1. Protracted vomiting and diarrhea

There are at least 63 causes of vomiting in dogs, but the most common cause is simply known as dietary indiscretion. Dogs who get into the trash, eat animal carcasses or drink pond water all can end up with very dicey gastrointestinal tracts.

Other more serious causes of vomiting and diarrhea include diseases of the pancreas, liver or kidney, or other primary intestinal diseases such as a blockage, parasites, cancer, ulcers or inflammation. Your veterinarian may need laboratory tests and X-rays to sort these out.

The first important criteria is to confirm that your dog is drinking water and able to hold it down without vomiting. Then, evaluate your dog’s attitude: Is she lethargic, lacking appetite and not interested in her usual activities? This can be a sign of serious underlying disease. Finally, note whether the vomiting and diarrhea appear to be worsening or fail to improve in 24 hours. Without improvement in 24 to 36 hours, it is time for a visit with your veterinarian to rule out serious disease.


Has she always had the falling episodes or did they just notice this had started?

Japan I believe is rabies free so you should have no problem taking her from Japan to Calif but you would not be able to easily bring her back and forth because from a brief look online it seems dogs always need a period of rabies quarantine in Japan.

Chibimie
8th March 2009, 02:45 PM
As I read the links to colitis/IBS, it does not seem to apply that closely to Carol. To use the distinction used by some authorities, Carol's does not seem at all like vomiting--no heaving, no muscle contractions, no 'effort' we associate with vomiting. It's like a burp, very quiet, and it just sneaks up on her, and it surprises both Carol and me. Not even a burping sound, really. Being a GERD sufferer myself, I know sometimes when I get the taste of digestive juices in my mouth. It's more like that, only she brings up bits of dog food as well as digestive liquids.

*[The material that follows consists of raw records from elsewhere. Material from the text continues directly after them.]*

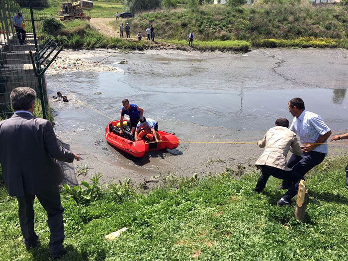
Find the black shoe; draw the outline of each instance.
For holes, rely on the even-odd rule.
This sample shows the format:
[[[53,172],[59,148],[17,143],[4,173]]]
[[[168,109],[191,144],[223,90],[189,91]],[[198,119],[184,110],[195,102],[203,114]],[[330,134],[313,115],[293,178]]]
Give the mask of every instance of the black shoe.
[[[286,202],[282,198],[281,198],[278,200],[278,202],[277,202],[277,206],[279,207],[281,207],[283,206],[291,206],[291,203],[290,202]]]
[[[37,246],[37,243],[35,242],[35,243],[33,244],[30,244],[26,245],[25,244],[25,248],[27,250],[27,251],[29,251],[32,249],[35,248]]]
[[[283,186],[283,185],[280,185],[277,188],[278,188],[279,189],[289,189],[288,187],[285,187]]]
[[[62,248],[60,252],[58,253],[51,254],[51,257],[54,259],[59,259],[63,257],[65,254],[68,253],[68,250],[64,247]]]

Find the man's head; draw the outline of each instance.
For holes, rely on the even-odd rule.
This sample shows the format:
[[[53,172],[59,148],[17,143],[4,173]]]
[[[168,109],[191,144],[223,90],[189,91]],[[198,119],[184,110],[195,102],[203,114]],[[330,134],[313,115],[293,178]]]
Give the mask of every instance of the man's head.
[[[285,118],[280,118],[275,121],[275,126],[289,128],[289,121]]]
[[[124,107],[124,108],[126,110],[129,110],[130,108],[130,104],[129,104],[129,101],[128,99],[124,99],[122,101],[122,104]]]
[[[29,87],[18,87],[11,91],[11,103],[13,110],[29,110],[34,109],[36,92]]]
[[[146,121],[146,118],[143,116],[139,118],[139,121],[140,122],[140,123],[144,123],[145,121]]]
[[[294,117],[299,117],[305,109],[304,102],[301,98],[292,98],[287,105],[289,112]]]

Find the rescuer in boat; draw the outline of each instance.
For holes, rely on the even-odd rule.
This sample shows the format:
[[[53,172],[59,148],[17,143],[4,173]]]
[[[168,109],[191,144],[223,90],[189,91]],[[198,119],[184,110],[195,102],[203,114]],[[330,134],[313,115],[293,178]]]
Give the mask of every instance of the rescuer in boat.
[[[130,122],[130,128],[131,129],[131,134],[134,135],[134,131],[137,127],[137,124],[139,120],[139,118],[143,116],[144,109],[138,107],[136,104],[129,104],[128,99],[124,99],[122,101],[123,107],[121,111],[121,120],[120,121],[120,135],[122,136],[123,133],[123,118],[124,114],[127,114],[129,116],[129,121]]]
[[[156,121],[151,119],[146,119],[144,116],[141,117],[135,131],[134,135],[135,141],[141,140],[145,137],[146,137],[150,141],[153,141],[152,135],[148,135],[148,134],[152,134],[156,142],[158,142],[161,139],[161,137],[157,132],[158,130],[158,124]]]

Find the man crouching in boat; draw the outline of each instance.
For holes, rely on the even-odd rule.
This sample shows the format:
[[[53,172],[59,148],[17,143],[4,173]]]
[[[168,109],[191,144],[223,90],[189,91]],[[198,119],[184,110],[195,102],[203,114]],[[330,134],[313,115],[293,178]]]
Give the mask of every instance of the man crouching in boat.
[[[147,138],[150,142],[153,141],[153,138],[151,135],[152,134],[156,142],[158,142],[161,139],[161,137],[157,132],[158,130],[158,124],[155,120],[151,119],[147,120],[145,117],[141,117],[137,125],[137,129],[134,135],[135,141],[141,140],[144,137]]]
[[[123,133],[123,117],[124,114],[127,114],[129,116],[129,121],[130,122],[131,134],[134,135],[135,127],[137,126],[139,118],[143,116],[144,109],[138,107],[136,104],[130,104],[128,99],[124,99],[122,101],[123,107],[121,111],[121,120],[120,121],[120,135],[122,136]]]

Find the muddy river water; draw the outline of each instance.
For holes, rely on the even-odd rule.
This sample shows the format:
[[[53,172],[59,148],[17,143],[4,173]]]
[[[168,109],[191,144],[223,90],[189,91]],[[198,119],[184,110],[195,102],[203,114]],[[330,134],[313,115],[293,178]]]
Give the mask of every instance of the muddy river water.
[[[83,159],[65,166],[72,183],[99,172],[104,182],[127,177],[141,182],[168,173],[218,173],[238,164],[250,166],[262,152],[255,144],[183,142],[173,151],[133,158],[104,138],[109,120],[105,116],[119,118],[126,98],[143,108],[145,116],[158,121],[160,129],[175,132],[182,142],[257,141],[277,118],[291,120],[287,102],[296,96],[334,133],[348,128],[347,50],[65,51],[62,56],[117,68],[47,76],[49,95],[61,90],[70,100],[51,103],[57,137]],[[348,148],[331,146],[329,154]],[[86,176],[73,174],[85,165],[89,170]]]

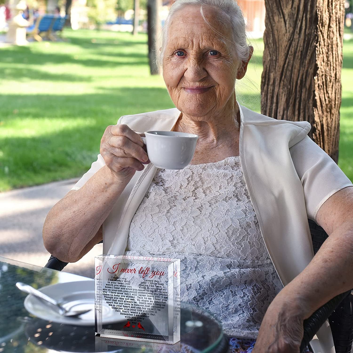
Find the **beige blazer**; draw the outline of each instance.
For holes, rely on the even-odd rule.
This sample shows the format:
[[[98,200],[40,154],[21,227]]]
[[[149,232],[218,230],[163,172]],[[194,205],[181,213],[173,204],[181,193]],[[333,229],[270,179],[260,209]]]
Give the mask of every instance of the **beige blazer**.
[[[308,218],[316,220],[322,204],[353,184],[333,160],[307,136],[305,121],[277,120],[239,104],[240,162],[264,241],[284,286],[313,256]],[[137,131],[173,130],[176,108],[126,115],[118,124]],[[104,165],[98,155],[73,190],[79,189]],[[157,168],[151,164],[137,172],[103,223],[105,254],[123,255],[130,224]],[[315,353],[334,353],[328,321],[312,341]]]

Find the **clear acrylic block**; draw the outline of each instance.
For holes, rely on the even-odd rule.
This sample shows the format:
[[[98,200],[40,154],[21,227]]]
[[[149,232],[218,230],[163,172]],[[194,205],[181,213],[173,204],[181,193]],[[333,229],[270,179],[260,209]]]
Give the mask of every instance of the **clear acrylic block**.
[[[170,344],[180,341],[180,259],[95,258],[96,336]]]

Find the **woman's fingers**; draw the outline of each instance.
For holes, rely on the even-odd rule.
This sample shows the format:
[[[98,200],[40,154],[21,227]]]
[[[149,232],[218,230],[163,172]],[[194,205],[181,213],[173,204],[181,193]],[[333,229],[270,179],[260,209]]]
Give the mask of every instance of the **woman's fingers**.
[[[134,142],[142,147],[144,144],[141,136],[127,125],[121,124],[119,125],[112,125],[110,127],[110,132],[113,135],[116,136],[125,136],[133,142]]]
[[[119,174],[129,168],[142,170],[143,164],[149,163],[140,136],[126,125],[107,128],[101,141],[101,154],[108,167]]]
[[[133,157],[142,163],[148,159],[147,153],[142,147],[125,136],[112,136],[109,143],[116,149],[113,153],[118,157]]]
[[[119,172],[124,168],[131,168],[136,170],[142,170],[144,166],[137,159],[132,157],[117,157],[114,159],[109,166],[114,172]]]

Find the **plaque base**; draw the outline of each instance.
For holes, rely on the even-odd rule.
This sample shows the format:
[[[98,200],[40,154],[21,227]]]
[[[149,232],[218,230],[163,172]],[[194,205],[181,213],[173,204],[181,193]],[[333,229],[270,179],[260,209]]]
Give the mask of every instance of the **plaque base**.
[[[95,258],[97,337],[174,344],[180,341],[180,260]]]

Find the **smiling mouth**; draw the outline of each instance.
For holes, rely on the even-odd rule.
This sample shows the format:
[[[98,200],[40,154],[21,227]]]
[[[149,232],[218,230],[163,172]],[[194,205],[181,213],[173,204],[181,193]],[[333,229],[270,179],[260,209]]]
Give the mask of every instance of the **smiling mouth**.
[[[210,86],[206,87],[194,87],[183,88],[188,93],[204,93],[213,87],[213,86]]]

The shelter says Carol has had this problem intermittently and infrequently over some time, but I suspect she's had it like this, but it has eluded their radar--so few overworked staff and volunteers working with many dogs. Or, it could be that having brought her home (now four days ago), somehow I've made things worse--even as I try to make her slow down when she eats, raise the bowl and hold it while she eats, keep her calm, whatever I can think of that might help.

She seems fairly normal, wagging her tail when I say 'walk', etc., but I do feel she also seems a bit under the weather. Maybe she is homesick for the shelter and all the animals and people?

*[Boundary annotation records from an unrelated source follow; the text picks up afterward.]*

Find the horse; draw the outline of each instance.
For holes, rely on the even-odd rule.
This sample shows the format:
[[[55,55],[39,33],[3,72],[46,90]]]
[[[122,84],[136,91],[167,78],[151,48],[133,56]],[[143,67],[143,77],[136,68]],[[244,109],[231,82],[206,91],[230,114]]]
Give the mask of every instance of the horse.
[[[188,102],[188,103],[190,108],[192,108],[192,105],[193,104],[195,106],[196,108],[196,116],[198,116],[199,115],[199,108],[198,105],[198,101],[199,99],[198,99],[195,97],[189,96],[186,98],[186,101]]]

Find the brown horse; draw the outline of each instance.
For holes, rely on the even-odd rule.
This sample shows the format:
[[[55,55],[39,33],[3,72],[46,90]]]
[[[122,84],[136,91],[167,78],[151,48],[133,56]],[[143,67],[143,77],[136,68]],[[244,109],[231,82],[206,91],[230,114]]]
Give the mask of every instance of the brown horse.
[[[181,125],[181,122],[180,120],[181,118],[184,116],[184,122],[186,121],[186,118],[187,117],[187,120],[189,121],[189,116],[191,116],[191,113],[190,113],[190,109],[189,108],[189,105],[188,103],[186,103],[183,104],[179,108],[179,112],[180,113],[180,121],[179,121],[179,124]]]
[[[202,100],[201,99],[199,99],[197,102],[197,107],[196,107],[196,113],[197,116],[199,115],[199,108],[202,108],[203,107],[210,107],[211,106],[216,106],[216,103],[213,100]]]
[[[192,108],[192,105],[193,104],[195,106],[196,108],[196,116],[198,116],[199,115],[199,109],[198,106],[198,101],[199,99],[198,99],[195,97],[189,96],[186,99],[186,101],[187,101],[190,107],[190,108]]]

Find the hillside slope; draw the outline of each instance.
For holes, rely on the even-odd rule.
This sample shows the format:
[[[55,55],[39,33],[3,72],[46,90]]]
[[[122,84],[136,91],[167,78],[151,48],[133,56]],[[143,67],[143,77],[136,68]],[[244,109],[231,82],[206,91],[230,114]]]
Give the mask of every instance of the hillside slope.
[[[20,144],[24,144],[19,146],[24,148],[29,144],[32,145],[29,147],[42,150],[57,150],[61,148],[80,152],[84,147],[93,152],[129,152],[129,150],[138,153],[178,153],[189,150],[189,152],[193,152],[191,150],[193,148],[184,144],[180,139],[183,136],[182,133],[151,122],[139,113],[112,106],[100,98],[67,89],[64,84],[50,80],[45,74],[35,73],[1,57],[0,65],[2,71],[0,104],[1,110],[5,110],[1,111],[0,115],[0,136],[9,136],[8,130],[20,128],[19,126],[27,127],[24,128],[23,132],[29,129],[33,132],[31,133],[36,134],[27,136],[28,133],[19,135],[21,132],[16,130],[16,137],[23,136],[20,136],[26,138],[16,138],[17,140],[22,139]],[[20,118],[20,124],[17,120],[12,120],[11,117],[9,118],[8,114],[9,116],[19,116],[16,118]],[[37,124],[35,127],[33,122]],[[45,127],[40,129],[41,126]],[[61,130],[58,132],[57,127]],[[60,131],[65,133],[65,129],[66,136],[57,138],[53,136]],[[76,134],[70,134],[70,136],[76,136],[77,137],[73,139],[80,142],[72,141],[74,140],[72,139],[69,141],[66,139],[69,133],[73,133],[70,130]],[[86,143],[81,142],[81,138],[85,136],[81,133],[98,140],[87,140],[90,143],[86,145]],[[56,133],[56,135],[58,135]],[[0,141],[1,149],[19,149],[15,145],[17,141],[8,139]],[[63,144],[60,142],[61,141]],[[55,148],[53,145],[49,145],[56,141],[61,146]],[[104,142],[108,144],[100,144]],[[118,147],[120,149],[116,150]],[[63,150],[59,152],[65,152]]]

I keep sending email reports on Carol to the shelter head and her staff. I'm feeling quite helpless and sad for poor Carol. But your references have given me some urgency for them to help have the vets check for this ailment (they've focused on the falling up to now). Many thanks.

MishathePooh
9th March 2009, 08:11 PM
You could check into megaesophagus. It's a condition in which the esophagus loses tone and food gets regurgitated - not vomited. It's also possible she is slightly under the weather and is spitting up - especially if she has a cough. Kennel cough can make this happen.

If it is megaesophagus, you can look into a baily chair. It's like a high chair for dogs so they remain upright after eating.

Love my Cavaliers
9th March 2009, 08:17 PM
My brother's cavalier has megaesophagus (although I never knew the name for it) and they have to keep her in an upright position for about 30 minutes after eating so that she doen't regurgitate her food. Again, it's not like vomiting - more polite maybe?

Chibimie
12th March 2009, 01:25 PM
The connection with megaesophagus, alas, seems relevant here, particularly as a symptom associated with the very troubling myasthenia gravis (see here: http://www.marvistavet.com/html/megaesophagus.html).

Carol is being examined again at the university veterinary hospital Friday morning. When I took her back to the shelter for additional help (after having her with me for six days) they could all tell that she was worse than before. Leaving with her on March 20 seems like a long shot now, but I'm even more concerned that she has a dreaded, degenerative condition. :(

MyDarby
13th March 2009, 01:16 AM
I haven't seen a dog with those problems, except my Cav seems afraid of the food bowl so often my husband feeds him by hand.